My great-grandmother once said, “Bought wisdom is better than taught wisdom.” It was a lesion that didn’t make sense to me as a child. But as I grew older, I found it to be true.
What she meant was that you will learn more as you make mistakes and grow from the experience than anything anyone teaches you.
My daughter went to Korea last year. She had never flown anywhere on her own. As I took her to the airport the morning of her departure, I gave her some instructions on how to not lose her money and be safe. She quipped back to me, “DAD I KNOW WHAT TO DO… MY PARENTS HAVE TRAVELED A LOT!” I kept my mouth shut.
When she landed in Inchon, she got ripped off by a cab driver taking her into Seoul. She called me several days later and said, “A taxi driver overcharged me on purpose because I didn’t understand the currency he wanted. Trust me, it will never happen again. I have learned a lot by this experience.” I know what she meant.
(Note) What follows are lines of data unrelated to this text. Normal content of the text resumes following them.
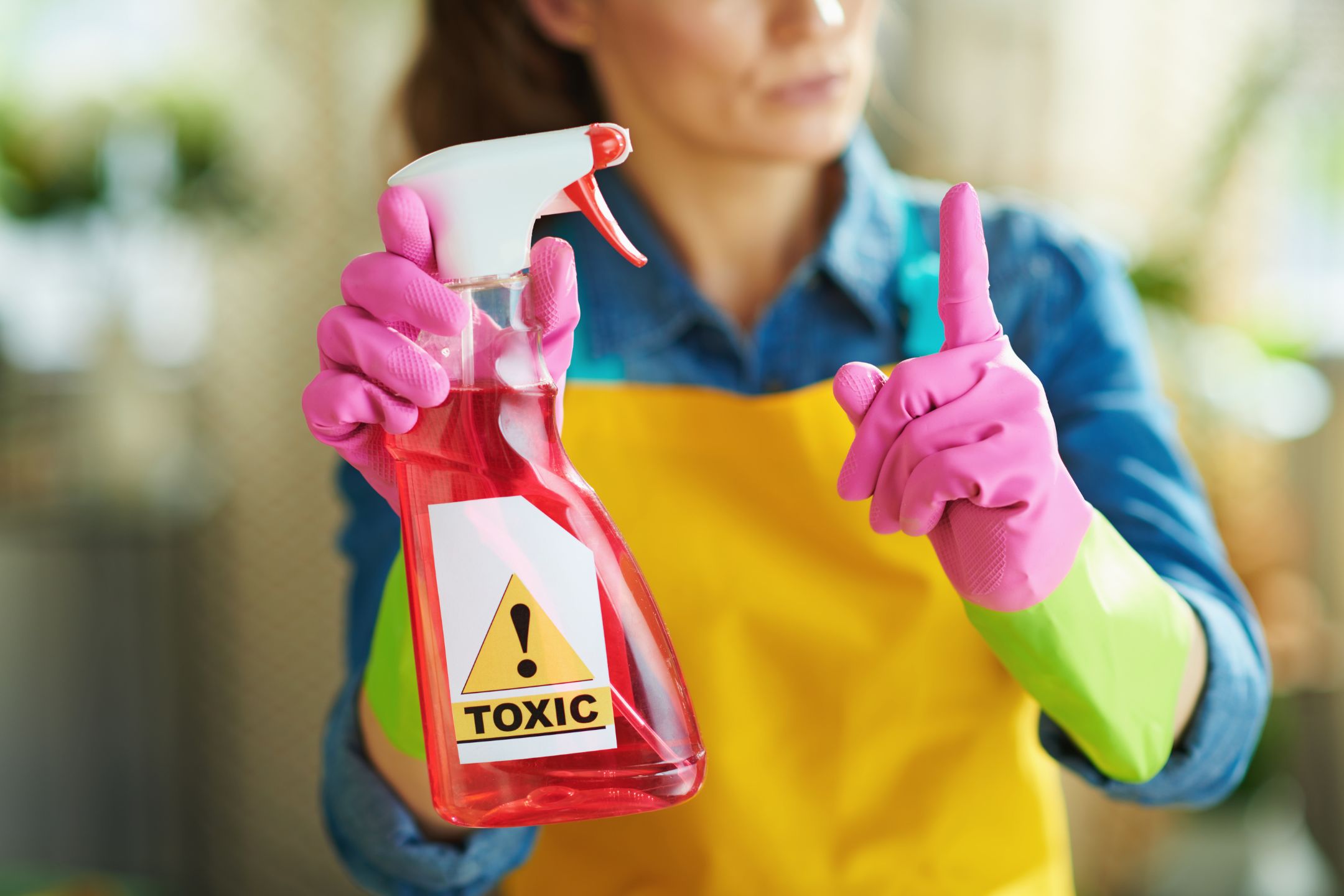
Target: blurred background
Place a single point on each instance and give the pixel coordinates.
(182, 183)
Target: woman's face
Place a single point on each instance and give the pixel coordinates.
(780, 80)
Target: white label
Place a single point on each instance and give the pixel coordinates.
(522, 633)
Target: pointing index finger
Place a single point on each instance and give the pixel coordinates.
(968, 316)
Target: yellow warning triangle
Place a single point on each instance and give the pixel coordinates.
(503, 661)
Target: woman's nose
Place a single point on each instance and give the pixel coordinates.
(801, 18)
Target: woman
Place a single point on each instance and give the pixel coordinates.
(870, 698)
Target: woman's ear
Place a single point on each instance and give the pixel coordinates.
(566, 23)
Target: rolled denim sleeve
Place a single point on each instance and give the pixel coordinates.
(374, 833)
(1089, 344)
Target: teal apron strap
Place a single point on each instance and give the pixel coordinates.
(917, 273)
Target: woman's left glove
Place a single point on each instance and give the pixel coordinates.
(961, 446)
(969, 422)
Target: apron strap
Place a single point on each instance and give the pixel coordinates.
(917, 291)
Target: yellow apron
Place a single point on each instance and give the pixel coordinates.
(861, 738)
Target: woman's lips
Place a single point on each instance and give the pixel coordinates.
(811, 90)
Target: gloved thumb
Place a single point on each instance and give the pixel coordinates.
(855, 386)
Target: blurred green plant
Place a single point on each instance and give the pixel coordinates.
(53, 163)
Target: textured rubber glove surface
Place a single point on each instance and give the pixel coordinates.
(374, 378)
(961, 445)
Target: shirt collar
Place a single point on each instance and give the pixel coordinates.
(627, 308)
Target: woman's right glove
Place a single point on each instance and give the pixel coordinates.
(374, 378)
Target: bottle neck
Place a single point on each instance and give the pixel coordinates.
(502, 343)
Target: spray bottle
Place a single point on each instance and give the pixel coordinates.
(548, 683)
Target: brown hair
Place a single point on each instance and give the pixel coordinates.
(485, 72)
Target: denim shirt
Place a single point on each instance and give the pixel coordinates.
(867, 293)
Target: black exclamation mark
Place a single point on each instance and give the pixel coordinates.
(522, 617)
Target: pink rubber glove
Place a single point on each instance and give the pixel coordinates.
(374, 376)
(961, 446)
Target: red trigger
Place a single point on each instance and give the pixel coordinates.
(585, 194)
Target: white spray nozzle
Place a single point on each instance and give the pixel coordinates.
(483, 198)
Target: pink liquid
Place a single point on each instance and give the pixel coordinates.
(495, 442)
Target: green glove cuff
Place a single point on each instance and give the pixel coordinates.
(1104, 655)
(390, 681)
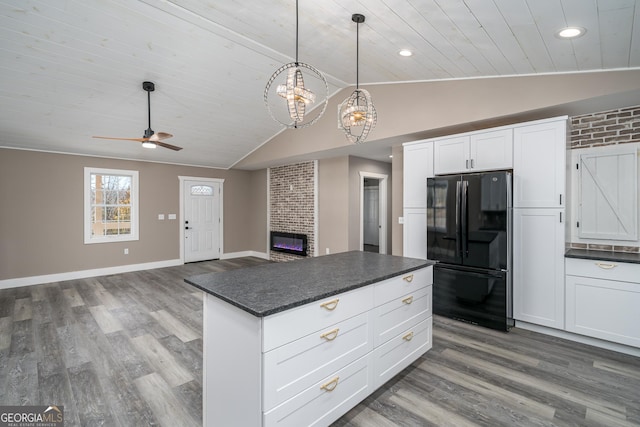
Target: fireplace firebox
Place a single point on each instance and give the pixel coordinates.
(291, 243)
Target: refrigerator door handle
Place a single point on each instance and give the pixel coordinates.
(463, 216)
(458, 224)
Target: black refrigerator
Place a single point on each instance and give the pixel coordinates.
(469, 221)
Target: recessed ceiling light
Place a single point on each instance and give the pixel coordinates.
(570, 32)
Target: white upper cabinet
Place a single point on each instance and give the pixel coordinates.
(474, 153)
(608, 190)
(451, 155)
(418, 166)
(539, 165)
(491, 150)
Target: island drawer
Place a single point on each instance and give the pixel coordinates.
(326, 400)
(399, 314)
(284, 327)
(401, 351)
(600, 269)
(395, 287)
(294, 367)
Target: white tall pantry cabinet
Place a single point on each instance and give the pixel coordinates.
(539, 156)
(417, 167)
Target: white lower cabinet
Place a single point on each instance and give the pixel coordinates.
(292, 368)
(311, 364)
(603, 300)
(327, 400)
(538, 266)
(402, 350)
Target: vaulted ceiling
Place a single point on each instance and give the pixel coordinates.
(71, 69)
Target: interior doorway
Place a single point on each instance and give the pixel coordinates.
(373, 212)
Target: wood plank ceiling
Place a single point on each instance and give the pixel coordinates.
(71, 69)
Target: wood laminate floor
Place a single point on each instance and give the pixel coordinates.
(126, 350)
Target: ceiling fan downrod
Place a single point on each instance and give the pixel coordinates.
(149, 87)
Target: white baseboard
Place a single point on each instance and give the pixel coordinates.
(620, 348)
(83, 274)
(72, 275)
(242, 254)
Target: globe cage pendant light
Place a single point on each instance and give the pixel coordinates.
(297, 96)
(357, 113)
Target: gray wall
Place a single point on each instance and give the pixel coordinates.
(41, 213)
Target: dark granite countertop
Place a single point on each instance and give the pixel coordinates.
(632, 257)
(270, 288)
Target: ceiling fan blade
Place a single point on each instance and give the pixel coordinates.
(169, 146)
(122, 139)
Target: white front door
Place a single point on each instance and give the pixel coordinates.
(201, 220)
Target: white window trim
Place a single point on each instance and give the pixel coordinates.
(87, 206)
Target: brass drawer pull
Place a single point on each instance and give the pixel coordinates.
(330, 305)
(331, 335)
(331, 385)
(605, 266)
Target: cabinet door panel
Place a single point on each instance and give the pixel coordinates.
(325, 401)
(538, 266)
(395, 316)
(292, 368)
(414, 233)
(539, 165)
(492, 150)
(417, 167)
(401, 351)
(451, 155)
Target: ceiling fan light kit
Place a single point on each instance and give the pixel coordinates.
(297, 96)
(357, 114)
(150, 138)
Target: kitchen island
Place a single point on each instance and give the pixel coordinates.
(302, 342)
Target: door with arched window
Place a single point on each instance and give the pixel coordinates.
(201, 216)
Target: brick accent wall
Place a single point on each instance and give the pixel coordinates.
(292, 204)
(606, 128)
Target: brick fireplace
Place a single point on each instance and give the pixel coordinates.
(292, 207)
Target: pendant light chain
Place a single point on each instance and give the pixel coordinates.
(297, 98)
(297, 33)
(356, 115)
(357, 55)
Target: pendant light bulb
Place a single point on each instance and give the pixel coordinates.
(357, 112)
(294, 92)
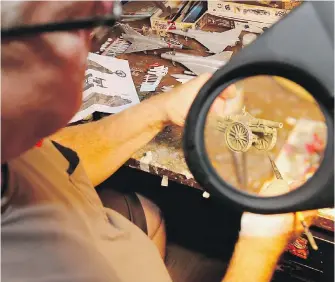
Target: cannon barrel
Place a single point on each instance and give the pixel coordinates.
(274, 124)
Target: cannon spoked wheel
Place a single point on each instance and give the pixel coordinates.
(266, 142)
(238, 137)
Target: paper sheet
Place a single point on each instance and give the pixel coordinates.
(108, 87)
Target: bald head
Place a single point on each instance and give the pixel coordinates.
(42, 76)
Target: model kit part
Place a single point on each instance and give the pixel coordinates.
(199, 64)
(215, 42)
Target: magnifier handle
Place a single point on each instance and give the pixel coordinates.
(308, 233)
(275, 168)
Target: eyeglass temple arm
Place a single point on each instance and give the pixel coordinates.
(57, 27)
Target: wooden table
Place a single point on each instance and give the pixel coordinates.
(163, 156)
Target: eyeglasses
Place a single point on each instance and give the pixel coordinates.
(19, 31)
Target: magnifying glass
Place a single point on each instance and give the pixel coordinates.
(265, 122)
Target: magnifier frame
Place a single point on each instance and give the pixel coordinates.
(201, 167)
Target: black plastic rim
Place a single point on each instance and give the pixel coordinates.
(201, 167)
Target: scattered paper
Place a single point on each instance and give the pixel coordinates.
(153, 78)
(165, 181)
(145, 161)
(119, 46)
(167, 88)
(183, 78)
(108, 87)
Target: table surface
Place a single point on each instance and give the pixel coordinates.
(163, 156)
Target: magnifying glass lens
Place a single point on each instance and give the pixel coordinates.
(265, 135)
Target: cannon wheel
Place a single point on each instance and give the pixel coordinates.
(266, 142)
(238, 137)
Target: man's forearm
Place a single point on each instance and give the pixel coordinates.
(105, 145)
(254, 259)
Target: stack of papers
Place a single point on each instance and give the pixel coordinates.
(108, 87)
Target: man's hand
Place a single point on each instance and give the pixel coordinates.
(262, 240)
(284, 227)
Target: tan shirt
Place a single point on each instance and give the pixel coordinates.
(54, 227)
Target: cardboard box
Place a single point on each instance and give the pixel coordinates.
(286, 4)
(162, 25)
(246, 12)
(250, 26)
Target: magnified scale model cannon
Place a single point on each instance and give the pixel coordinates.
(242, 131)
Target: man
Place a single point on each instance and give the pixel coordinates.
(54, 226)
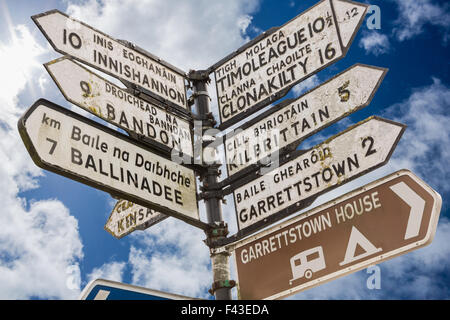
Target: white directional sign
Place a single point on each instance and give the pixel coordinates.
(90, 46)
(386, 218)
(266, 68)
(282, 126)
(66, 143)
(127, 216)
(113, 104)
(350, 154)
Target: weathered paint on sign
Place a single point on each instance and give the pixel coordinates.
(265, 69)
(127, 216)
(90, 46)
(66, 143)
(374, 223)
(291, 123)
(113, 104)
(350, 154)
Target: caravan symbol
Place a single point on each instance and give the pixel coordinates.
(307, 262)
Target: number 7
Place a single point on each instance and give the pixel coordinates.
(54, 143)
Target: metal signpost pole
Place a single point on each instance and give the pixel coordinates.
(221, 287)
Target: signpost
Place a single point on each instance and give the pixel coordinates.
(113, 104)
(342, 158)
(127, 216)
(81, 149)
(294, 120)
(98, 50)
(264, 70)
(384, 219)
(102, 289)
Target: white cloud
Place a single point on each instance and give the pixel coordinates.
(171, 256)
(415, 15)
(109, 271)
(375, 43)
(40, 247)
(422, 148)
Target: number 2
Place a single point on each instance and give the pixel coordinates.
(370, 149)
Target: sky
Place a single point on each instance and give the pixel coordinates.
(52, 240)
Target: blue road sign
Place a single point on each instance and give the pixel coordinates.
(101, 289)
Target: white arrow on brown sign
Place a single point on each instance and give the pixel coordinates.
(295, 120)
(113, 104)
(127, 216)
(342, 158)
(386, 218)
(266, 68)
(100, 51)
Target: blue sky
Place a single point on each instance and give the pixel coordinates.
(52, 241)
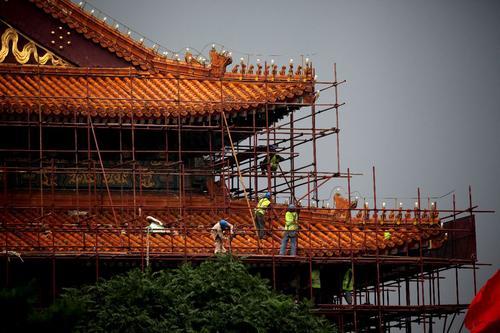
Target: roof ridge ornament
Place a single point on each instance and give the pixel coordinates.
(219, 61)
(31, 48)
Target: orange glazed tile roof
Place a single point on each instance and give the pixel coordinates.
(116, 92)
(99, 32)
(322, 233)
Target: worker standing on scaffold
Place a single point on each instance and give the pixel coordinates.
(260, 212)
(273, 160)
(218, 236)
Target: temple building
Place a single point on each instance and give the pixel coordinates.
(103, 131)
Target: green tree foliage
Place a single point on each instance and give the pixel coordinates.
(217, 296)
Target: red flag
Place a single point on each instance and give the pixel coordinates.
(483, 315)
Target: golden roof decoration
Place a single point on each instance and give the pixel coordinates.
(10, 37)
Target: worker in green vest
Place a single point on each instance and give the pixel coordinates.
(290, 232)
(316, 286)
(273, 160)
(260, 211)
(347, 286)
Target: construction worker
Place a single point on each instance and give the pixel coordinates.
(347, 286)
(218, 236)
(262, 206)
(290, 232)
(316, 286)
(273, 160)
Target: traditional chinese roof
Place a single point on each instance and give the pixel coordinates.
(324, 233)
(148, 83)
(113, 93)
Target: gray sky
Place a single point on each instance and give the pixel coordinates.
(422, 92)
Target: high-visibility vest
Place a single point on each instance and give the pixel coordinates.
(347, 284)
(315, 279)
(262, 206)
(291, 221)
(274, 163)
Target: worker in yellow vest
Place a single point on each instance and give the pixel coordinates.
(290, 232)
(260, 211)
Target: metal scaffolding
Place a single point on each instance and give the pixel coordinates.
(86, 166)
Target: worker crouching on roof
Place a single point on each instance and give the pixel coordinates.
(218, 236)
(291, 230)
(260, 212)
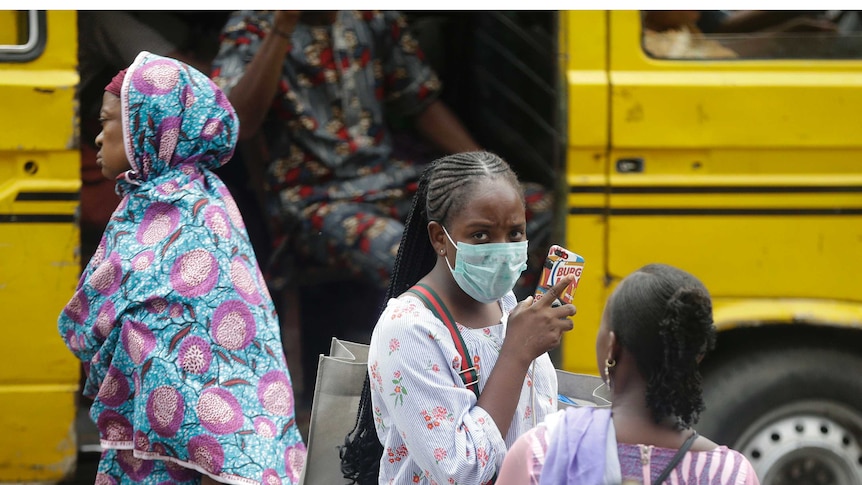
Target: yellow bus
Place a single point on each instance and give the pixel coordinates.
(39, 184)
(737, 159)
(734, 156)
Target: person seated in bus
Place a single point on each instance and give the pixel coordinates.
(677, 34)
(655, 329)
(171, 318)
(316, 89)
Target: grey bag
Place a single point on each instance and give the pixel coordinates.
(581, 390)
(340, 376)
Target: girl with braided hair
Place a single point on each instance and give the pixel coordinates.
(656, 328)
(465, 242)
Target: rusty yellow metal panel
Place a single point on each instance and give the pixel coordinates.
(743, 172)
(39, 239)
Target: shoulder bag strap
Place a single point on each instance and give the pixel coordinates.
(435, 304)
(676, 458)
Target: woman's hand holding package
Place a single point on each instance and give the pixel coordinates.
(536, 327)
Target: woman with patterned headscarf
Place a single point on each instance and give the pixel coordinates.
(171, 318)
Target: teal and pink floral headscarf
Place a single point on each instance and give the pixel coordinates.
(171, 317)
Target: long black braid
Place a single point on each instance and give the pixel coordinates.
(663, 316)
(443, 190)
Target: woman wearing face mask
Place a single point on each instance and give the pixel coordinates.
(464, 242)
I learned the same way when I traveled alone… by making mistakes.
The truth is that you will learn more from what you experience in success and failure than you learned in most of you schooling. Life will teach you more than any textbook you used in classes. When I started working in church right out of seminary, I had to hold meetings with committees, work with those who held influence among the congregation, teach other to lead as volunteers and develop relationships that conveyed trust. Not one class I took in high school, college or seminary taught me those skills.
Oh, I learned a lot about the history of the church, controversies in the 1800s and how to parse a verb. Not one class was ever offered to teach me how to do the work I would do in my day-to-day career.
You will learn more as you experience success and failure than anything anyone teaches you. This is bought wisdom. It isn't something you learn from a lecture or a textbook. It is learned from (as my grandfather said) the "school of hard knocks." As life knocks you down, you learn to avoid the pain and make adjustments that will prevent you getting knocked down that way again.
How can you use this to allow your team to learn from their mistakes and make the changes you know they need to make? How can you "supervise" their failures and help them learn and grow from them? Until you do, your teachings are falling on deaf ears. They will learn as they fail... and move on.